Understanding and Augmenting the Reasoning Capacities of Large Language Models


Understanding and Augmenting the Reasoning Capacities of Large Language Models

Principal Investigator

Stanford University

Oracle Fellowship Recipient

Ben Prystawski, Michael Li

Oracle Principal Investigator

Jason Peck, Research Director
Swetasudha Panda, Senior Member of Technical Staff


This research seeks to develop a fundamental understanding of reasoning in state-of-the-art language models and apply that understanding to improve how we use language models in open-ended systems. In particular, we will explore how different forms of statistical structure influence data-efficiency, or how much training data is required to achieve a given reasoning capability, and the role that the model architecture plays in the emergence of reasoning capabilities. Our proposed work could lead to more data-efficient models that can achieve the same reasoning capabilities as current models but with significantly less training data and practical methods for predicting when reasoning will be effective.

Reasoning capabilities emerge in large-scale models trained on large-scale datasets but training these models is extremely resource intensive. Motivated by our prior research showing that local statistical structure can improve data-efficiency and reasoning, we will develop and test new data augmentation techniques that segment text into local neighborhoods based on different measures of locality. In addition to yielding insights into how to train models with greater data-efficiency, our research has another practical application. If we can systematically identify which locality measures correlate best with downstream reasoning performance, we can potentially predict the problem domains where reasoning can be most effectively applied. In addition to local statistical structure, we will explore how other forms of statistical structure, such as hierarchical structure, impact data-efficiency and reasoning.

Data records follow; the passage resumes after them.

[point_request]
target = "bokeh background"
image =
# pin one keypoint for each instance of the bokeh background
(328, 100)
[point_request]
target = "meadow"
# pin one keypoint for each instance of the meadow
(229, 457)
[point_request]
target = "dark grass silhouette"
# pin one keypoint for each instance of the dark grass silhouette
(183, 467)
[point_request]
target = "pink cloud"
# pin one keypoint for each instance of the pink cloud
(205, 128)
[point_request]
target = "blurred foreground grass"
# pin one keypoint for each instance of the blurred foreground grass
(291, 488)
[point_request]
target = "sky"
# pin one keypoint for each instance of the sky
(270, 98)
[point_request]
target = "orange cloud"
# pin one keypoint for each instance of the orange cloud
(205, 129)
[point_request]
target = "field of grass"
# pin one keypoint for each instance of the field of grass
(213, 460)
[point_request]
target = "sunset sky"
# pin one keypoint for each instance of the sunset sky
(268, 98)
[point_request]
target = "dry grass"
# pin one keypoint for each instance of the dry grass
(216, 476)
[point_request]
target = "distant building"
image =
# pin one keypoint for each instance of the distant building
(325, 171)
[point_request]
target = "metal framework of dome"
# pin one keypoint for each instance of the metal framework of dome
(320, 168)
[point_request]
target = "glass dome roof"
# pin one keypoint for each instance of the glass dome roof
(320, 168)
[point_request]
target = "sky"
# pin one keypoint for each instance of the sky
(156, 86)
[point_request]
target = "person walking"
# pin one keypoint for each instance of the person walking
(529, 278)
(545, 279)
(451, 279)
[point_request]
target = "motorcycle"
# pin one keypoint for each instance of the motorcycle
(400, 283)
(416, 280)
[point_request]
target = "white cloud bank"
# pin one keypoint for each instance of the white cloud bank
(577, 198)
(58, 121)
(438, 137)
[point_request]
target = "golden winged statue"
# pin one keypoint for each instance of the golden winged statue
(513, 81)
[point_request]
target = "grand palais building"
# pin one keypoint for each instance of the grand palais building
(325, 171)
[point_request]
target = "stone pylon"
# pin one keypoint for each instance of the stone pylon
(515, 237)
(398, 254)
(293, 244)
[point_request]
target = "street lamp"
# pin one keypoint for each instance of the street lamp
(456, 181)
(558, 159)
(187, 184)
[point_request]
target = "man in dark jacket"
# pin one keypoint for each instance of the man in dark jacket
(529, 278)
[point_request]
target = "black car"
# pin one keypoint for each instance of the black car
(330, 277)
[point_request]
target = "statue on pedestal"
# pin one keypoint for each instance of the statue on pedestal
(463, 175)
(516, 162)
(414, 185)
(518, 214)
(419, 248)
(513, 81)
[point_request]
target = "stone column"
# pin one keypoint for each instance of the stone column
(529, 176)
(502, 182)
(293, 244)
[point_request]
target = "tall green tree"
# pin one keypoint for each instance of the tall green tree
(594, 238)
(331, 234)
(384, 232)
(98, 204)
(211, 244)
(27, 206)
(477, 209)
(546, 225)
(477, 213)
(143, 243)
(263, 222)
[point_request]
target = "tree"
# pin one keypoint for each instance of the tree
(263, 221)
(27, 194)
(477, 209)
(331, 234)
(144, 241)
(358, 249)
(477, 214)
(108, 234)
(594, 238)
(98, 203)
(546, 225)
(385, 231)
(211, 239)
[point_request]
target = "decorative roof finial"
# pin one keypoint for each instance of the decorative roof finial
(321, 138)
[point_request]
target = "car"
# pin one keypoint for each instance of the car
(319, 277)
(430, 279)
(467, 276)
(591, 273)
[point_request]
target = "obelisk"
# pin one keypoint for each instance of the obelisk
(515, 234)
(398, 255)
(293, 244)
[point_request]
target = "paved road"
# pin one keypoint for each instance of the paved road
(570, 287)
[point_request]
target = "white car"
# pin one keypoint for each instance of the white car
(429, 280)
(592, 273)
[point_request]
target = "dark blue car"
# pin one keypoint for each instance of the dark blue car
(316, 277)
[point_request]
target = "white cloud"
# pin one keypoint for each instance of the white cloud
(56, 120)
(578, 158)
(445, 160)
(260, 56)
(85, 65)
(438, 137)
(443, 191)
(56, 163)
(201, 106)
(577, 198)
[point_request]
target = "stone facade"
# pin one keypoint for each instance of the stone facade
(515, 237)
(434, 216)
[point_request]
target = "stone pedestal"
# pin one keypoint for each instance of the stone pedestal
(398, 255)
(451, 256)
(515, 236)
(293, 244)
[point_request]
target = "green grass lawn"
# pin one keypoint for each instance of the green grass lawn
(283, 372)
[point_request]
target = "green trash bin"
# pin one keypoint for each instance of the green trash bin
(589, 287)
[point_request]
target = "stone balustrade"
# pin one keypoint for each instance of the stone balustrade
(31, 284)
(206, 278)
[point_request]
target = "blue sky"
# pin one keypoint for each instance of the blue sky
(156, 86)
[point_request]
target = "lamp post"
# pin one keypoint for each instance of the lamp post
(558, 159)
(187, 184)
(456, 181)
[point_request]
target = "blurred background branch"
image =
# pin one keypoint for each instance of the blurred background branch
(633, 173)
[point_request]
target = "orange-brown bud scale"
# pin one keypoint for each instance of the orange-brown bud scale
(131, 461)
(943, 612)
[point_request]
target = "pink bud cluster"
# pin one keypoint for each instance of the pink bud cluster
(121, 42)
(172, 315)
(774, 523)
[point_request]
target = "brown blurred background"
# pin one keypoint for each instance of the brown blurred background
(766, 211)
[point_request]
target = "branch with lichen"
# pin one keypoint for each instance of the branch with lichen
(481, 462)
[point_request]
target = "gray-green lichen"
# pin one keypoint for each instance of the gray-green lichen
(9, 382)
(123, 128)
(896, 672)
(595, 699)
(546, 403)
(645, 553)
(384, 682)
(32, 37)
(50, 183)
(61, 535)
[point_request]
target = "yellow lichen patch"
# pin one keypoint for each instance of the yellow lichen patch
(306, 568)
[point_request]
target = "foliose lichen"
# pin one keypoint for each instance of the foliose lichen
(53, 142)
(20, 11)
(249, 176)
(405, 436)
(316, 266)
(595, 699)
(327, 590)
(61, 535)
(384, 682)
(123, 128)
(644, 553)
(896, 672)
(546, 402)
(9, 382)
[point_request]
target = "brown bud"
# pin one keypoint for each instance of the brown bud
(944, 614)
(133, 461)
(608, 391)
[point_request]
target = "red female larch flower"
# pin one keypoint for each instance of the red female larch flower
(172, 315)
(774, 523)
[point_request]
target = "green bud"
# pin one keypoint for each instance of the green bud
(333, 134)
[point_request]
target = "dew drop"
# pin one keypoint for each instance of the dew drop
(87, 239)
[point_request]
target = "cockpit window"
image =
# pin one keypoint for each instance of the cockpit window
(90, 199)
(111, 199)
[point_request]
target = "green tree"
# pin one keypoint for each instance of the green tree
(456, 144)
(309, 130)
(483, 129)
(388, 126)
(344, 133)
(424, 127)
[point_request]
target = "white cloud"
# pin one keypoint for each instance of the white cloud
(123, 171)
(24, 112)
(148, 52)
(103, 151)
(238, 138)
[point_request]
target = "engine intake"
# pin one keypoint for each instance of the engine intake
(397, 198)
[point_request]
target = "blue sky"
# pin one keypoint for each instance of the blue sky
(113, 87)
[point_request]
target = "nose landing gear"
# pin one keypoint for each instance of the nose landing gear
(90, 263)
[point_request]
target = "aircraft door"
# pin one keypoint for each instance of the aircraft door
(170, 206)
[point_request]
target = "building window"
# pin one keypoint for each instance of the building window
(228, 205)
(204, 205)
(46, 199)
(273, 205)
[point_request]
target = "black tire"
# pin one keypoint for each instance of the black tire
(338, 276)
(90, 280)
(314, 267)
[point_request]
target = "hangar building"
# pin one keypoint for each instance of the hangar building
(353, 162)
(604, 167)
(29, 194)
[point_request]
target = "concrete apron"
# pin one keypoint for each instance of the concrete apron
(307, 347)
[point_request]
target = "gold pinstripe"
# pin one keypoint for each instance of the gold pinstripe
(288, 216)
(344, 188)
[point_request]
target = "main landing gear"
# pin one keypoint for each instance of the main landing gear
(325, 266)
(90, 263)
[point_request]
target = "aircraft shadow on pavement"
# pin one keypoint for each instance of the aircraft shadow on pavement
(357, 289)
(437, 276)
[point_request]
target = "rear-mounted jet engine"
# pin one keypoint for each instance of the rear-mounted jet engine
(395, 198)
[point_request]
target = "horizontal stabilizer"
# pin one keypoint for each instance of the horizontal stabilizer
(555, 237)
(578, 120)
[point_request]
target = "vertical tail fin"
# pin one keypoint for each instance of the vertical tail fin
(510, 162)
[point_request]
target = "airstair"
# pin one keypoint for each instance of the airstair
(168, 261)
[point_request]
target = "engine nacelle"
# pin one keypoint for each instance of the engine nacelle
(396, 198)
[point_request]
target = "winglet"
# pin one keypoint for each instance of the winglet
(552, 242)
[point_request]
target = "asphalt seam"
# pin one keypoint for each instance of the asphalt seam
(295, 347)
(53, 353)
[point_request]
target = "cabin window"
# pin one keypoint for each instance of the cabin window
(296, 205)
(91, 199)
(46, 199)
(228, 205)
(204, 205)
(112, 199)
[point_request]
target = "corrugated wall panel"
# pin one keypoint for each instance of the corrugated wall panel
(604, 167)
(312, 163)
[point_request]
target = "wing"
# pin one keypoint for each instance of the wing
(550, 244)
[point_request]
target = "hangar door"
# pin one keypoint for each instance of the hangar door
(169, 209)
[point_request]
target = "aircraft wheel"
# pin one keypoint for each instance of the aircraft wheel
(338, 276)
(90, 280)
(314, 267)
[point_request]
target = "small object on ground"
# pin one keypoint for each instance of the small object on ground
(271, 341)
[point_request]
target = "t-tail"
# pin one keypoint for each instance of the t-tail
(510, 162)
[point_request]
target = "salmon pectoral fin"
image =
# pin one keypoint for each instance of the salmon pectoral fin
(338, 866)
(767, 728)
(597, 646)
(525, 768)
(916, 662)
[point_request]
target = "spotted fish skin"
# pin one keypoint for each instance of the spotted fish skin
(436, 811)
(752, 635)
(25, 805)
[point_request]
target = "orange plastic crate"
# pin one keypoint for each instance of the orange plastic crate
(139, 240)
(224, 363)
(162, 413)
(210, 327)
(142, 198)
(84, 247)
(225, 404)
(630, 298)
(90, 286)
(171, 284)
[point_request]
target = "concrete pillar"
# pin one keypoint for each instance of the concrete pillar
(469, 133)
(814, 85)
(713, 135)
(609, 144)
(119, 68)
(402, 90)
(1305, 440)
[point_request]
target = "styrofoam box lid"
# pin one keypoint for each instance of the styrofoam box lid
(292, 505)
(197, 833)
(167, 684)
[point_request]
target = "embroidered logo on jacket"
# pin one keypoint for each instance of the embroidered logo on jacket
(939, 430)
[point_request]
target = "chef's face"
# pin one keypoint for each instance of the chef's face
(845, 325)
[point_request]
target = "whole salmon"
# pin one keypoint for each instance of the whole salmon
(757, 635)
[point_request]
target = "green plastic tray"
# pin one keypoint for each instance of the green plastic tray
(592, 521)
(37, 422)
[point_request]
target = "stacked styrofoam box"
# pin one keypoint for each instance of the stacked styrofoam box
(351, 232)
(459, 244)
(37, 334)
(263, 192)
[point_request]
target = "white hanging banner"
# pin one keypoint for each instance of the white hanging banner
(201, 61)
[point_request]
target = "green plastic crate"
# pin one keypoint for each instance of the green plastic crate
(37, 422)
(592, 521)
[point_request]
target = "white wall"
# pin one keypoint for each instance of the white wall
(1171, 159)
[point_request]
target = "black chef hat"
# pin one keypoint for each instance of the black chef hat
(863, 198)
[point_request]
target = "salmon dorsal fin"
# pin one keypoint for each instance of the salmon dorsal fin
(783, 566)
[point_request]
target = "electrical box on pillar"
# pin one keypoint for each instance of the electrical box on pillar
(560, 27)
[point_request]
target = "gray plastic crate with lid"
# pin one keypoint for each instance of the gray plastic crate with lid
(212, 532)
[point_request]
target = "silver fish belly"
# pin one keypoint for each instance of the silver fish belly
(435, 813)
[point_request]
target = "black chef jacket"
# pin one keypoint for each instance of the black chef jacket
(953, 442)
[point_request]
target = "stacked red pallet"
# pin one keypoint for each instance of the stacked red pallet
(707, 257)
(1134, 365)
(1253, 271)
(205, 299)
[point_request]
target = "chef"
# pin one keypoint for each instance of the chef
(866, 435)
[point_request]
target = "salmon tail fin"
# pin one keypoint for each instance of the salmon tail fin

We will also study the role of model architecture on reasoning and data efficiency, with a particular focus on state-space models (SSMs), a promising alternative that has exceeded the performance of transformers on many natural language tasks. The reasoning capabilities and data efficiency of SSMs have not been comprehensively characterized. By comparing the performance of SSMs and transformers across various reasoning benchmarks, we aim to shed light on the architectural factors that contribute to effective reasoning.